The United States has the largest prisoner population in the world—with some 2 million-plus inmates. That figure implies a significant pipeline of would-be prisoners or convicts. So the question has serious systemic implications.
The Sixth Amendment provides:
“[i]n all criminal prosecutions, the accused shall enjoy the right to a speedy and public trial, by an impartial jury of the State and district wherein the crime shall have been committed.”

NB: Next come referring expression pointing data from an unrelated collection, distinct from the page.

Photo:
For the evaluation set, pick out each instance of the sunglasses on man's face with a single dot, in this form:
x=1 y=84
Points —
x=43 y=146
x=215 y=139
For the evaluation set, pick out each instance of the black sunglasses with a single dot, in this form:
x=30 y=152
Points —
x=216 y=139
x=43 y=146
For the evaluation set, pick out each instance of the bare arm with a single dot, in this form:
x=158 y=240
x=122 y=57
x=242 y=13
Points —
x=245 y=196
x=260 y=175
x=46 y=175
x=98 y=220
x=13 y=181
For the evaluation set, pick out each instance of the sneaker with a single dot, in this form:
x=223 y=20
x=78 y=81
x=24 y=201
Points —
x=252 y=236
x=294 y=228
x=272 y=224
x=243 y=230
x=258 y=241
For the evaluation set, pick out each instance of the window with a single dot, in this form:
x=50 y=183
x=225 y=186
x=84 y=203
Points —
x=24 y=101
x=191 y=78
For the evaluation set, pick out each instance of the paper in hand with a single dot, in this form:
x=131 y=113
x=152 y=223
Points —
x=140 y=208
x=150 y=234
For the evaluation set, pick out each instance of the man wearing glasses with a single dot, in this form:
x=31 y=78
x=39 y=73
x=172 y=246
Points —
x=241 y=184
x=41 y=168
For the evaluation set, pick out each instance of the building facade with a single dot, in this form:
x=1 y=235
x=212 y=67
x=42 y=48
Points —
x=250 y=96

The Supreme Court has recognized that “the Sixth Amendment’s guarantee of a speedy trial ‘is an important safeguard to prevent undue and oppressive incarceration prior to trial, to minimize anxiety and concern accompanying public accusation and to limit the possibilities that long delay will impair the ability of an accused to defend himself.’” United States v. Loud Hawk, 474 U.S. 302, 312 (1986) (quoting United States v. Ewell, 383 U.S. 116, 120 (1966)). It is, in other words, fundamentally important to a society that values individual rights and securing the presumption of innocence—a legal maxim more engrained in American society than perhaps any other. But the right has somewhat malleable contours.
Just what constitutes a “speedy trial”—and satisfies the Sixth Amendment right—varies from case to case depending on the circumstances. The Supreme Court has articulated a four-part test to determine whether a delay violates the right. That test looks to the “[l]ength of delay, the reason for the delay, the defendant’s assertion of his right, and prejudice to the defendant.” None of the factors is dispositive. Rather, they must all be considered, along with any other relevant circumstances. It remains to be seen how the coronavirus will play into this test.
As a result, the novel coronavirus raises serious questions for our criminal justice system. Courts in the Northern District of Texas, for example, have suspended jury trials and grand jury panels for more than a month—and possibly more. This has, perhaps, become the norm. While these delays will fall under the statutory Speedy Trial Act’s exclusion (Sec. 316(h)(7)(A)), their implications under the Sixth Amendment are not as clear. It seems that the “COVID-19” defense may become a common theme in months to come.
 While the Court’s postponement of argument sessions in light of public health concerns is not unprecedented, it is a rare occurrence. The Court postponed scheduled arguments for October 1918 in response to the Spanish flu epidemic. The Court also shortened its argument calendars in August 1793 and August 1798 in response to yellow fever outbreaks.